Se acercó y Casandra sintió el tenue tacto de sus labios contra su frente.

—He de despedirme de ti, hermana. Pero no temas. Serán muy grandes los sufrimientos mas, yo te lo aseguro, tú te salvarás.

—¿Y Troya?

—Ah, no. Ya ha caído. ¿Ves?

Con un gesto cariñoso de sus manos fantasmales le hizo volverse y vio en el lugar que ocupaba Troya un gran montón de ruinas del que se alzaban llamas. ¿Cómo era posible que no hubiera percibido el ruido de tal destrucción?

—Aquí no existe el tiempo. Lo que es y lo que ha de ser son todo uno. No acabo de comprenderlo —declaró, con cierta incomodidad—, porque esta noche recorrí las salas del palacio de mi padre mientras cenaban y ahora, mira, la ciudad aparece derruida desde hace largo tiempo. Tal vez debiera haberme informado por aquellos que saben estas cosas cuando aún me hallaba en la tierra, pero nunca encontré el momento oportuno. Ahora veo a Apolo y a Poseidón... mira. Luchan entre sí por la ciudad.

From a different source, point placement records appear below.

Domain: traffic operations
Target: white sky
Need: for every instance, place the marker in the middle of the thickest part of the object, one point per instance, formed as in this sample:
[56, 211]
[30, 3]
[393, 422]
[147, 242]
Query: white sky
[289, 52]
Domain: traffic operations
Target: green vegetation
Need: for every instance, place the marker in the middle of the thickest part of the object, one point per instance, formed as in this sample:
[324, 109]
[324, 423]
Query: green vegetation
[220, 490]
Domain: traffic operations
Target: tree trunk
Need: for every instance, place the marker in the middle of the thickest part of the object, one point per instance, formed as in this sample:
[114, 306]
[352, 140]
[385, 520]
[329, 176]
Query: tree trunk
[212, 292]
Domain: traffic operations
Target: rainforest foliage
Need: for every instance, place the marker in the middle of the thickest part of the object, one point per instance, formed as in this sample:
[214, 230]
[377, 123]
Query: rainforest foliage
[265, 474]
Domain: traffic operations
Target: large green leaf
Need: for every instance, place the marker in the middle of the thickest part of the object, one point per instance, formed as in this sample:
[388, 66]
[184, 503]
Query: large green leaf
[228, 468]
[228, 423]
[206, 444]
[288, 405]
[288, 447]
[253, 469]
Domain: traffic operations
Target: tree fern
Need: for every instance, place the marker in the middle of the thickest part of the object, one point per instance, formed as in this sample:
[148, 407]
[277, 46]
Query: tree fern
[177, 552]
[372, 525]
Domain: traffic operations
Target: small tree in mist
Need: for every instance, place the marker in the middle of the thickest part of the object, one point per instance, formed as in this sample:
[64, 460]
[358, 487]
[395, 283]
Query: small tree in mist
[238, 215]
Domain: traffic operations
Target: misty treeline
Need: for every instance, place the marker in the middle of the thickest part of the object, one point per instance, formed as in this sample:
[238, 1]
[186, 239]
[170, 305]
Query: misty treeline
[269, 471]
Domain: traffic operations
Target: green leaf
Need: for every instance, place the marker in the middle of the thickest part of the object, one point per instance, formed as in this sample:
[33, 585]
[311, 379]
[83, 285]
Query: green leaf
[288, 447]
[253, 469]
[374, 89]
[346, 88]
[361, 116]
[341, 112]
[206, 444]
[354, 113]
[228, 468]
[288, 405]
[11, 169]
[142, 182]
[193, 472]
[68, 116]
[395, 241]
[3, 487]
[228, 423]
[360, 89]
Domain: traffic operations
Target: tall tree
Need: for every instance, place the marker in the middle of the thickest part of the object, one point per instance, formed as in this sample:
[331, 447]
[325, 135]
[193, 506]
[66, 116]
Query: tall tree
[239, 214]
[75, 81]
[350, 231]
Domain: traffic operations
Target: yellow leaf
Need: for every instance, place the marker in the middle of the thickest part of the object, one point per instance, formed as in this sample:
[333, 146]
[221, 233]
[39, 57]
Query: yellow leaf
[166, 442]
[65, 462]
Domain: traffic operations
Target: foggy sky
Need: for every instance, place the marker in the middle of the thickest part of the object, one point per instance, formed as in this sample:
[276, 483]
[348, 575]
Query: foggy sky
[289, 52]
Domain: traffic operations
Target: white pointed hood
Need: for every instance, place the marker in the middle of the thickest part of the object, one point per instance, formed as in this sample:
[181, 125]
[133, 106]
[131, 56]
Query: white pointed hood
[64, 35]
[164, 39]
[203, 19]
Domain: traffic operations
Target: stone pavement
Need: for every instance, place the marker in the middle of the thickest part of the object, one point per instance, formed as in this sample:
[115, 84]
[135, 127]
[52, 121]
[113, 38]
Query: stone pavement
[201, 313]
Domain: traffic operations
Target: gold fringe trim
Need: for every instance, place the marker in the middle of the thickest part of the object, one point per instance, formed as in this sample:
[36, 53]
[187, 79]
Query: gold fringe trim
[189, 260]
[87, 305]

Y señaló a un lugar donde, sobre las desplomadas murallas, parecía que forcejeaban dos figuras monstruosas, cuyas cabezas llegaban a las nubes. Sus cuerpos destellaban como los relámpagos.

Casandra se estremeció ante la visión del rostro amado del Señor del Sol, coronado por brillantes y dorados rizos. ¿Se volvería y la vería en aquellos reinos vedados? Resueltamente giró hacia la forma de Héctor.

—¿Qué ha sido de Troilo? ¿Se halla bien?

—Estuvo conmigo un momento: llegó hasta aquí corriendo, al poco de arribar yo —declaró Héctor—. Pero ha vuelto al palacio con nuestra madre. Intentó decirle que no se acongojara. No comprendió que no conseguiría que le oyese. Tal vez ella te escuche si le hablas. Sabe que eres sacerdotisa y versada en tales materias.

—Ah, querido hermano, no sé si me creerá. Tiene sus propias opiniones y en su mente no queda espacio para las mías. Vine aquí por nuestros padres y la paz de sus espíritus... —Se detuvo para reflexionar—... Tratando de asustar a Aquiles para que entregue tu cadáver a cambio de un rescate; tal vez tú lo conseguirías con más facilidad que yo.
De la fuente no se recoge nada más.